「ユウ、そろそろ教えてよ」
酔っ払った女は、甘ったるい嬌声をあげながら、森の腕に両手を回した。
「うるせえな。話の途中じゃねえか。おい、離せって。エリカ」
酔っ払ったエリカという若い女は、座っていても長身であることがわかった。鉤鼻とエラが目立つせいで、加工されたような目の大きさは、そこまで際立つものではなかった。森はおそらく十も年の離れた若い女に、なぜかユウと呼ばれていた。

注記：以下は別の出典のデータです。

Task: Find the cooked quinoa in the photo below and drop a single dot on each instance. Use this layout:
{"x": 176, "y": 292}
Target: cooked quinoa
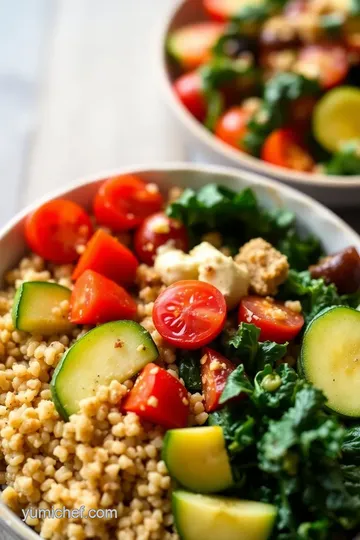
{"x": 101, "y": 458}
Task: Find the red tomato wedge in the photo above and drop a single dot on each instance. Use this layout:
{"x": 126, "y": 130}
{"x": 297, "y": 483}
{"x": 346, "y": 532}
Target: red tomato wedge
{"x": 188, "y": 89}
{"x": 123, "y": 202}
{"x": 154, "y": 232}
{"x": 56, "y": 229}
{"x": 328, "y": 63}
{"x": 214, "y": 374}
{"x": 276, "y": 322}
{"x": 223, "y": 10}
{"x": 232, "y": 127}
{"x": 96, "y": 299}
{"x": 105, "y": 255}
{"x": 284, "y": 149}
{"x": 189, "y": 314}
{"x": 159, "y": 398}
{"x": 191, "y": 45}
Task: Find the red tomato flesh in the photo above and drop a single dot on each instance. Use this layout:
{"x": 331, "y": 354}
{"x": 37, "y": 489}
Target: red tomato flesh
{"x": 214, "y": 374}
{"x": 56, "y": 229}
{"x": 105, "y": 255}
{"x": 276, "y": 322}
{"x": 123, "y": 202}
{"x": 159, "y": 398}
{"x": 328, "y": 63}
{"x": 189, "y": 314}
{"x": 232, "y": 127}
{"x": 284, "y": 149}
{"x": 96, "y": 299}
{"x": 154, "y": 232}
{"x": 188, "y": 89}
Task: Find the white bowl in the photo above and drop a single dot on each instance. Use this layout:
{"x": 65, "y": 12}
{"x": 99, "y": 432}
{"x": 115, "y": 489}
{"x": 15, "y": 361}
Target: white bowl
{"x": 311, "y": 216}
{"x": 204, "y": 147}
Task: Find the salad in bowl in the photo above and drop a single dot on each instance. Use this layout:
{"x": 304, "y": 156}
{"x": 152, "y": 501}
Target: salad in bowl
{"x": 187, "y": 358}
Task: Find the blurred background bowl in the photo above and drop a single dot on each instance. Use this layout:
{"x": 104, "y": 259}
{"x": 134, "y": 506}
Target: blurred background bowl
{"x": 202, "y": 146}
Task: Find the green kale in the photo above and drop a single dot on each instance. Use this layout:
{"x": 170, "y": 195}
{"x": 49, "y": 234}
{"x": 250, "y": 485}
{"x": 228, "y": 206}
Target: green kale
{"x": 346, "y": 161}
{"x": 189, "y": 371}
{"x": 245, "y": 347}
{"x": 314, "y": 294}
{"x": 301, "y": 253}
{"x": 279, "y": 92}
{"x": 237, "y": 216}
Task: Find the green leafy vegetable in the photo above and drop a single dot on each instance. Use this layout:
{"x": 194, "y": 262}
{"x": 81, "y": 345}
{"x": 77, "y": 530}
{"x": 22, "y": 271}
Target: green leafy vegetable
{"x": 237, "y": 384}
{"x": 346, "y": 161}
{"x": 279, "y": 92}
{"x": 189, "y": 371}
{"x": 314, "y": 294}
{"x": 254, "y": 355}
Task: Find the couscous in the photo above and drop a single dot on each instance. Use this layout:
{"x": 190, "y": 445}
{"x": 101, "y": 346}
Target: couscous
{"x": 147, "y": 362}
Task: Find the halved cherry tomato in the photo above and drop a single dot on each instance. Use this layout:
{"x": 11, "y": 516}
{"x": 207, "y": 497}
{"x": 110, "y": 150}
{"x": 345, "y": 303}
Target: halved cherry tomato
{"x": 155, "y": 231}
{"x": 232, "y": 126}
{"x": 123, "y": 202}
{"x": 223, "y": 10}
{"x": 108, "y": 257}
{"x": 328, "y": 63}
{"x": 189, "y": 314}
{"x": 56, "y": 229}
{"x": 276, "y": 322}
{"x": 214, "y": 374}
{"x": 284, "y": 149}
{"x": 188, "y": 89}
{"x": 159, "y": 398}
{"x": 97, "y": 299}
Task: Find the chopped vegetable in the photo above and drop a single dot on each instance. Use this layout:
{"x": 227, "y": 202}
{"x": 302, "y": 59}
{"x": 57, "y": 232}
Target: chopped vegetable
{"x": 215, "y": 370}
{"x": 57, "y": 230}
{"x": 105, "y": 255}
{"x": 189, "y": 314}
{"x": 197, "y": 458}
{"x": 114, "y": 351}
{"x": 123, "y": 202}
{"x": 276, "y": 321}
{"x": 158, "y": 397}
{"x": 96, "y": 299}
{"x": 201, "y": 517}
{"x": 333, "y": 365}
{"x": 38, "y": 308}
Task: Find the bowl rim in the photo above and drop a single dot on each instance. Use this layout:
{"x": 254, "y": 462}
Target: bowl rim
{"x": 219, "y": 147}
{"x": 7, "y": 516}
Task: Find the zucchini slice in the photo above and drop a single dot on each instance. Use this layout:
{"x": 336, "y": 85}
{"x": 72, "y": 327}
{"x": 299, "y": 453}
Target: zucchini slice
{"x": 336, "y": 118}
{"x": 205, "y": 517}
{"x": 33, "y": 308}
{"x": 116, "y": 350}
{"x": 330, "y": 358}
{"x": 197, "y": 458}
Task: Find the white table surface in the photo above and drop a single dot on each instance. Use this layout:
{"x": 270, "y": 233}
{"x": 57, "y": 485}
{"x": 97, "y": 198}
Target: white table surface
{"x": 78, "y": 95}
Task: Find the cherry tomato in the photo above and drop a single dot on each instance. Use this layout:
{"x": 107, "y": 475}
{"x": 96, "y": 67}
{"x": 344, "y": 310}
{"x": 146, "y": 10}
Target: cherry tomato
{"x": 214, "y": 374}
{"x": 155, "y": 231}
{"x": 284, "y": 149}
{"x": 328, "y": 63}
{"x": 159, "y": 398}
{"x": 97, "y": 299}
{"x": 56, "y": 229}
{"x": 276, "y": 322}
{"x": 105, "y": 255}
{"x": 189, "y": 314}
{"x": 188, "y": 89}
{"x": 123, "y": 202}
{"x": 232, "y": 126}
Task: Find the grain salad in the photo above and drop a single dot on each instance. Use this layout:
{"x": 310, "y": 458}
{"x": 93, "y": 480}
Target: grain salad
{"x": 147, "y": 357}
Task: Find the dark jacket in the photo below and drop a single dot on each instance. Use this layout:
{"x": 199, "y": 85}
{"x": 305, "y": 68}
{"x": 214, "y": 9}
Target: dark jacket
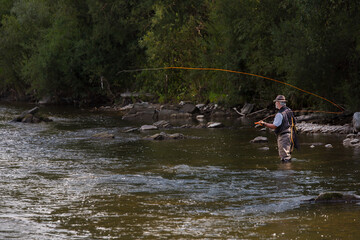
{"x": 288, "y": 126}
{"x": 288, "y": 117}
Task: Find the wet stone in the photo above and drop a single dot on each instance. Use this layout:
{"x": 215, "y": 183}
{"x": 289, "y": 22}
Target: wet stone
{"x": 259, "y": 139}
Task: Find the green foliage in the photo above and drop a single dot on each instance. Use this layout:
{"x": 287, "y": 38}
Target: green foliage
{"x": 75, "y": 49}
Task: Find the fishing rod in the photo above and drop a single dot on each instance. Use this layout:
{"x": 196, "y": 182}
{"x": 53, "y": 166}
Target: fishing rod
{"x": 249, "y": 74}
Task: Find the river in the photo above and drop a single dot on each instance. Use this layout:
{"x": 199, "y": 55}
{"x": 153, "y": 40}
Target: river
{"x": 57, "y": 182}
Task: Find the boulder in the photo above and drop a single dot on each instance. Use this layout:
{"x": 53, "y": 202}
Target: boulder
{"x": 148, "y": 127}
{"x": 218, "y": 114}
{"x": 200, "y": 117}
{"x": 181, "y": 115}
{"x": 259, "y": 139}
{"x": 351, "y": 135}
{"x": 31, "y": 116}
{"x": 188, "y": 108}
{"x": 351, "y": 142}
{"x": 356, "y": 122}
{"x": 166, "y": 113}
{"x": 214, "y": 125}
{"x": 247, "y": 108}
{"x": 129, "y": 129}
{"x": 264, "y": 148}
{"x": 335, "y": 197}
{"x": 103, "y": 135}
{"x": 165, "y": 136}
{"x": 162, "y": 124}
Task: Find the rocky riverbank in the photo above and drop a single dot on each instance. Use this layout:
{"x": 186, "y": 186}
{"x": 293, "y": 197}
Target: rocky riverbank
{"x": 307, "y": 123}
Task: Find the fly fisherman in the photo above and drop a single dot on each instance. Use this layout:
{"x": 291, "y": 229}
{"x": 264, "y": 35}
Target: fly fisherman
{"x": 284, "y": 125}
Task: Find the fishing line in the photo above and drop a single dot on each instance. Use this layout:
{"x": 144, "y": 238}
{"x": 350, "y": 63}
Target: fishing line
{"x": 245, "y": 73}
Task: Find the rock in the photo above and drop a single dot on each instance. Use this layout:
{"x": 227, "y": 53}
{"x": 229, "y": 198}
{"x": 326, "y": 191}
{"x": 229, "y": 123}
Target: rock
{"x": 181, "y": 115}
{"x": 30, "y": 116}
{"x": 188, "y": 108}
{"x": 218, "y": 114}
{"x": 164, "y": 136}
{"x": 200, "y": 106}
{"x": 176, "y": 136}
{"x": 214, "y": 125}
{"x": 201, "y": 125}
{"x": 351, "y": 142}
{"x": 200, "y": 117}
{"x": 264, "y": 148}
{"x": 309, "y": 117}
{"x": 335, "y": 197}
{"x": 351, "y": 135}
{"x": 45, "y": 100}
{"x": 148, "y": 127}
{"x": 356, "y": 122}
{"x": 26, "y": 113}
{"x": 166, "y": 113}
{"x": 146, "y": 115}
{"x": 247, "y": 108}
{"x": 186, "y": 126}
{"x": 259, "y": 139}
{"x": 127, "y": 107}
{"x": 318, "y": 128}
{"x": 162, "y": 124}
{"x": 129, "y": 129}
{"x": 347, "y": 142}
{"x": 103, "y": 135}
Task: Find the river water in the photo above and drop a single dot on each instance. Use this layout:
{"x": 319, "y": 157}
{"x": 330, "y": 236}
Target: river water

エリカは、化粧品冊子やファッション雑誌をドサッと机に急に落として置いた。そして森の腕を再びつかんで離さなかった。そしてその手は顔や胸や足や下の腹を、いったりきたり何度もするので、それを見て嫌悪した。
隣にはもう一人の女がいる。大人しく携帯電話を触っていて、その画角からは何匹もの犬が、入れ代わって動いている。
「ニシといいます。よかったらで。仕事は何を?」
「トリマーをしています。ナツといいます」
女はニコッと優しく笑った。あまり二人の姿や動きに関心がないようで、エリカと違って化粧っ気もほとんどなかった。薄っすら覆う瞼の中には、硝子玉のような瞳が隠れている。膨れた小鼻は柔和な表情を引き立てているように見えて、調和に富んだ表情に見えた。そしてエリカと違って小柄だった。